Unmanned Drones Have Been Around Since World War I
They have recently been the subject of a lot of scrutiny, but the American military first began developing similar aerial vehicles during World War I
Recently, the United States’ use of unmanned aerial vehicles (UAVs) has been the subject of much debate and scrutiny. But their history dates back a lot further than the war on terror. The first true UAVs, which are technically defined by their capability to return successfully after a mission, were developed in the late 1950s, but the American military actually began designing and developing unmanned aircraft during the first World War.
Military aviation was born during the years preceding the World War I, but once the war began, the industry exploded. Barely more than a decade after Orville and Wilbur Wright successfully completed the first documented flight in history –achieving only 12 seconds of air time and traveling 120 feet– hundreds of different airplanes could be seen dogfighting the skies above Europe. Mastering the sky had changed the face of war. Perhaps due to their distance from the fighting, the United States trailed behind Europe in producing military fliers but by the end of the War, the U.S. Army and Navy had designed and built an entirely new type of aircraft: a plane that didn’t require a pilot.
The first functioning unmanned aerial vehicle was developed in 1918 as a secret project supervised by Orville Wright and Charles F. Kettering. Kettering was an electrical engineer and founder of the Dayton Engineering Laboratories Company, known as Delco, which pioneered electric ignition systems for automobiles and was soon bought out by General Motors. At GM, Kettering continued to invent and develop improvements to the automobile, as well as portable lighting systems, refrigeration coolants, and he even experimented with harnessing solar energy. When the U.S. entered World War I, his engineering prowess was applied to the war effort and, under Kettering’s direction, the government developed the world’s first “self-flying aerial torpedo,” which eventually came to be known as the “Kettering Bug”.
The bug was a simple, cheaply made 12-foot-long wooden biplane with a wingspan of nearly 15 feet that, according to the National Museum of the U.S. Air Force, weighed just 530 pounds, including a 180 pound bomb. It was powered by a four-cylinder, 40-horsepower engine manufactured by Ford. Kettering believed that his Bugs could be calibrated for precision attacks against fortified enemy defenses up to 75 miles away – a much greater distance than could be reached by any field artillery.

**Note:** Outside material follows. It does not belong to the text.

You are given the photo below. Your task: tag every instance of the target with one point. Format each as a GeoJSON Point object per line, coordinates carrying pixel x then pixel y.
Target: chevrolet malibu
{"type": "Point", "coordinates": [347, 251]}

The accuracy of this early “drone” was the result of an ingenious and surprisingly simple mechanism: after determining wind speed, direction, and desired distance, operators calculated the number of engine revolutions needed to take the Bug to its target; the Bug was launched from a dolly that rolled along a track, much like the original Wright flier (today, smaller drones are still launched from a slingshot-like rail), and, after the proper number of revolutions, a cam dropped into place and released the wings from the payload-carrying fuselage – which simply fell onto the target. To be sure, it wasn’t an exact science, but some would argue that drones still aren’t an exact science.
The Dayton-Wright Airplane Company built fewer than 50 Bugs but the war ended before any could be used in battle. That might be for the best. Much like today, there was a lot of doubt about the reliability and predictability of the unmanned aircraft and the military expressed concern about possibly endangering friendly troops. After the war, research into unmanned aircraft continued for a short time, but development halted in the 1920s due to the scarcity of funding and research on UAVs wasn’t seriously picked up again until the outbreak of World War II. Although by today’s standards, the Kettering Bug has more in common with a guided missile than a drone, its conception as a pilotless plane represents an important step in the historical development of unmanned aerial vehicles.